Well, I updated my Kindle app on my iPod Touch... and it bricked my iPod just for starters.  When I finally recovered from that (a bad sign), I had lost all the books from my ipod... so I have been downloading fresh copies from the archive.  No biggie.  But then I noticed something really strange.  Now when I start the app, it "Checks & Syncs" for an extremely long time.  I haven't actually timed it yet, but for at least 15 minutes.  Before I did the update, the check & sync was extremely fast.  I wonder what the deal is?  Oh well, it is working, and I can read or do other things (like get books from my archive)... so the check & sync is not really causing a problem, I think.  Not yet anyway.   I am using a broadband wifi connection, so I don't think that is the issue.


----------



## pidgeon92 (Oct 27, 2008)

Have you tried removing the app from the iPod and reinstalling?


----------



## pawnslinger (May 1, 2009)

pidgeon92 said:


> Have you tried removing the app from the iPod and reinstalling?


Yep! I had to. After I finally unbricked my ipod, the new Kindle app wouldn't run. So I deleted it and reinstalled. That finally got it working, but now I am reloading all my books (around 600 of them) and the check & sync takes forever....

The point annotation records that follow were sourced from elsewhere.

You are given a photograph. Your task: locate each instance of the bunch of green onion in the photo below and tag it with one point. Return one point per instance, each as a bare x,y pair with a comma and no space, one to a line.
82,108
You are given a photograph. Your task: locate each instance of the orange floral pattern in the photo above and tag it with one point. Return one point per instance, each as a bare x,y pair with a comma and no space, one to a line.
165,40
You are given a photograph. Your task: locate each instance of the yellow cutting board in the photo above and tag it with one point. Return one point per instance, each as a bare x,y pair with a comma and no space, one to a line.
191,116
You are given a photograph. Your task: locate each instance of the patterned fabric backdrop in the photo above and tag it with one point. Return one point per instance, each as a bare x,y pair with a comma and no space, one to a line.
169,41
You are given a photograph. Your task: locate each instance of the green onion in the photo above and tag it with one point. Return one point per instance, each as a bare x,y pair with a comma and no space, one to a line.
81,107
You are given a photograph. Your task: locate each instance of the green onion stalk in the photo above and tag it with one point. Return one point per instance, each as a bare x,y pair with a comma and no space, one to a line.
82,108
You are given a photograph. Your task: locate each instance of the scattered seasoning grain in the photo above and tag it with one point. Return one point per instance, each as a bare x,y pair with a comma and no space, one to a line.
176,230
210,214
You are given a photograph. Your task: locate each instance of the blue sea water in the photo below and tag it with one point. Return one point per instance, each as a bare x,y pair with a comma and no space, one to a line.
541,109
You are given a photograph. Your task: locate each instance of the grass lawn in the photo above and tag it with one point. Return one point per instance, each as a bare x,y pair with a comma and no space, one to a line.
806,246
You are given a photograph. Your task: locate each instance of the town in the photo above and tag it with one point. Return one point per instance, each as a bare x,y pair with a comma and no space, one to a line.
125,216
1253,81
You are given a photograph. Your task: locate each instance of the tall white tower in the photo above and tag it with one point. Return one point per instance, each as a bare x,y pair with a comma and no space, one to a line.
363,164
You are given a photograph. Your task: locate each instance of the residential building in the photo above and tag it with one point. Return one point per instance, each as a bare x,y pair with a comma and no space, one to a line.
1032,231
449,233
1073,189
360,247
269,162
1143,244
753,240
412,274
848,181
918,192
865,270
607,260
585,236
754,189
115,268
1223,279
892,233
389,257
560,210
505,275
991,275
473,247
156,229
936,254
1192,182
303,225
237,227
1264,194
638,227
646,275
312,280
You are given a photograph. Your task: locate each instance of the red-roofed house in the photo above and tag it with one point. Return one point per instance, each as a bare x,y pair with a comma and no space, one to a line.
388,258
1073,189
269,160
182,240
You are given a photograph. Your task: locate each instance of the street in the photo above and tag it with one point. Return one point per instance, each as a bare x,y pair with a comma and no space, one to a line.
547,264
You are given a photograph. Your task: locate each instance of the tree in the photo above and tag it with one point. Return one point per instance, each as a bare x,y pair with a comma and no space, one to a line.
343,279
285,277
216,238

I still don't have all my books loaded, around 150 more to go. What a pain!

I have been using Kindle on the ipod for awhile, this is the first real trouble I have had. I have kept all software up-to-date. I was really scared when it bricked though, iTunes couldn't even connect with it.


----------



## corkyb (Apr 25, 2009)

Could it be indexing?  I know on the kindle, I can't load tooo many books at once or the thing takes forever and if it gets jammed, then it is in some sort of endless cycle til i delete the book that jammed it.


----------



## pidgeon92 (Oct 27, 2008)

I would suspect that too many books at once could be an issue.

I would also suspect that this newest version had bugs.


----------